When fourth-seeded N.C. State (25-8) faces the fifth-seeded Terrapins (26-7) today in the second round of the women's NCAA Tournament , there certainly won't be many secrets.
Yet Wolfpack coach Wes Moore tried to defuse the suggestion that Leslie might hold the key to stopping the Terps.
"Heck, she doesn't remember the stuff we're running," Moore quipped Saturday. "So how could she remember what she ran two years ago?"
The winner advances to a Kansas City Regional semifinal next week — where, if the seeds hold, No. 1 seed Mississippi State will await. N.C. State hasn't made the Sweet 16 since 2007 while Maryland is trying to make it that far for the sixth time in seven years.
Leslie was a part of one of the Terps' Sweet 16 run in 2015, and was a part-time starter during her two seasons with the Terrapins, averaging 4.0 points from 2014-16.
She sat out last season with an injury, graduated in three years and transferred to N.C. State — the biggest school closest to her hometown of Holly Springs, the school that big brother C.J. helped lead to consecutive NCAA Tournament appearances earlier this decade.
Leslie called it "just another game," but intimated that she might have an advantage "because I know some of their tendencies, some of their plays."
That works both ways: The Terps know what she does well — and does poorly — too.
"Really, it's about us locking in and knowing that we do have that relationship with her," Maryland guard Kristen Confroy said, "but on Sunday, it's about business."
The schools certainly are no strangers, either.

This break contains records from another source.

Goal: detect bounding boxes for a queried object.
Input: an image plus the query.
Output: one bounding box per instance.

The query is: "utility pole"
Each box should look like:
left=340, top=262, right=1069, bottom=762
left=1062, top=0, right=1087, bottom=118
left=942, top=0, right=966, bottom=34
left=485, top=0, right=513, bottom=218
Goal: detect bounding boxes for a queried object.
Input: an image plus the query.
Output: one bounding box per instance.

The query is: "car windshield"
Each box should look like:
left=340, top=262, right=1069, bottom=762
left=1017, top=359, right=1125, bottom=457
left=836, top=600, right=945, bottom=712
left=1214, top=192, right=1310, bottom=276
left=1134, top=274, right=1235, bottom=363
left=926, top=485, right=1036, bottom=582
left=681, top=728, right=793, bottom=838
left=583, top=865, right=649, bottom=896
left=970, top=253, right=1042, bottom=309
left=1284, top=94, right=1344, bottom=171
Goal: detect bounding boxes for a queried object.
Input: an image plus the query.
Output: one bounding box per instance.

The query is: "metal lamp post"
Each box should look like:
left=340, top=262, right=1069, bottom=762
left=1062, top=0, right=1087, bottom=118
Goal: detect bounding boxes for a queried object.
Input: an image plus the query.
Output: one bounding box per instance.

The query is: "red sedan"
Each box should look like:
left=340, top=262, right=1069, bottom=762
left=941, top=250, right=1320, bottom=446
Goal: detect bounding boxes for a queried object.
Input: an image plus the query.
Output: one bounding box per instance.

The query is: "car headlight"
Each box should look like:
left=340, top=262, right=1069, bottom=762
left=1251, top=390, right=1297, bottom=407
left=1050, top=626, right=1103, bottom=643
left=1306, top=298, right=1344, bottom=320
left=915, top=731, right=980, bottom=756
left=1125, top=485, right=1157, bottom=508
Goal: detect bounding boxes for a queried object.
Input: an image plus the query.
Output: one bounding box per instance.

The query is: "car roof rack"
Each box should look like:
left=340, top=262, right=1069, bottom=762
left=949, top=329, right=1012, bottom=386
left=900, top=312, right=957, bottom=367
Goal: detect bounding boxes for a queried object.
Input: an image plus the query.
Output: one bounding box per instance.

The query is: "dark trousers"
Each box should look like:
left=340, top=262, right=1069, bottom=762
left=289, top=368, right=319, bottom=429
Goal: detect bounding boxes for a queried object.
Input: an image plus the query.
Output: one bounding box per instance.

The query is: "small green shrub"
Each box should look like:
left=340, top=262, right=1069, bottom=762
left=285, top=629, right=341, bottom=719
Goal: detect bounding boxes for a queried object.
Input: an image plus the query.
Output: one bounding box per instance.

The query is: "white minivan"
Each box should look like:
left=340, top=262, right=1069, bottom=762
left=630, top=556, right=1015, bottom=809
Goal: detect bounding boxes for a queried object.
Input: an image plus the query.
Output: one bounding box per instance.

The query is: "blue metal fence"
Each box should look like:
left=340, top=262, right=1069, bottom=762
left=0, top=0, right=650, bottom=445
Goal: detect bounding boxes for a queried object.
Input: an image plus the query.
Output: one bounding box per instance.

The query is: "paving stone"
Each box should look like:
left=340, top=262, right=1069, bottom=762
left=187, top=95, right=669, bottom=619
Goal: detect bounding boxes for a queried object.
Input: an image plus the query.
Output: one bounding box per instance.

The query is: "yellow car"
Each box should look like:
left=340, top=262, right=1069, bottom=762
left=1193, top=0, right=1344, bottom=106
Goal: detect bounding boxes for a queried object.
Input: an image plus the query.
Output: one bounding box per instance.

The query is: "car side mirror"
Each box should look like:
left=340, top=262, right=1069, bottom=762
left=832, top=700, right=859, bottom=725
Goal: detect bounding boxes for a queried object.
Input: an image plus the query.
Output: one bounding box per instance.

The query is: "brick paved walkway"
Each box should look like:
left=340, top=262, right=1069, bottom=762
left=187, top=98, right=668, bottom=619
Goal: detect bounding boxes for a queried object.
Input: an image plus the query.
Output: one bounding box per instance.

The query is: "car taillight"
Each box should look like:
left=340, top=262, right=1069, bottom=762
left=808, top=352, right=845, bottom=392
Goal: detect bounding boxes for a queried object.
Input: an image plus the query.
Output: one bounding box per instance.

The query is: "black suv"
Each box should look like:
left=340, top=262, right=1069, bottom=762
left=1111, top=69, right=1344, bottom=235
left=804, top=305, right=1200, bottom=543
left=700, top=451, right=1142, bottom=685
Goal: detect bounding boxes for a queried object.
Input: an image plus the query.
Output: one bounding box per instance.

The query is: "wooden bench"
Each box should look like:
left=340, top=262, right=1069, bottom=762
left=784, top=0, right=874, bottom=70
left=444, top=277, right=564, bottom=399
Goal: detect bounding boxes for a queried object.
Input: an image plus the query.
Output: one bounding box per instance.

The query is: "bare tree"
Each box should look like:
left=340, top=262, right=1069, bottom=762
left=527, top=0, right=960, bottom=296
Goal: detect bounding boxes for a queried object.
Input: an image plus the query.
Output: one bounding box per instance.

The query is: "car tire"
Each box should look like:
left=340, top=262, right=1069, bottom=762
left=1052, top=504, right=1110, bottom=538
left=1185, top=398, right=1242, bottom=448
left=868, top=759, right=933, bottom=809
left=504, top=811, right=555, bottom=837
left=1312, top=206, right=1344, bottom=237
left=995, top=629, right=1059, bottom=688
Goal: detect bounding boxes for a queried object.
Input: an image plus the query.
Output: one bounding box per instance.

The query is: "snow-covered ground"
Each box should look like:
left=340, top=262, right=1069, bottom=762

Maryland and N.C. State played 77 times over the years, but this is their first meeting since the Terps left the Atlantic Coast Conference for the Big Ten. And current N.C. State athletic director Debbie Yow held the same position at Maryland from 1994-2010.
The teams' main similar strength comes on the glass. And both of them cruised to lopsided victories in the first round, with Maryland beating Princeton 77-57 before the Wolfpack pulled away from Elon 62-35 .
Both teams rank in the top 25 in Division I in rebounding margin, with N.C. State tied for seventh at plus-10 and the Terps 21st at plus-8.1 Maryland had an 18-rebound advantage in its rout of the Tigers while the Wolfpack had five players with five rebounds apiece in beating Elon.
The key difference: Maryland's offense ranks 18th in the nation, averaging more than 80 points. N.C. State's defense is 28th, allowing just 56.7 points per game. In the past two months, the Wolfpack have allowed only one team — top seed Notre Dame — to score 70 points.
Then again, Maryland already faced one elite defense in this tournament — Princeton allows only 55 points per game, and the Terps seemingly scored at will in that one — and coach Brenda Frese says that can only help as her team advances deeper into the bracket.
At the other end of the floor, Kaila Charles makes the Terps go. She has reached double figures in 30 of 33 games and scored 20 in the opening-round victory.
"Stop their key players and once we stop them, making other players score who normally don't score," N.C. State's Chelsea Nelson said. "Rebounding and boxing out is a huge thing against Maryland."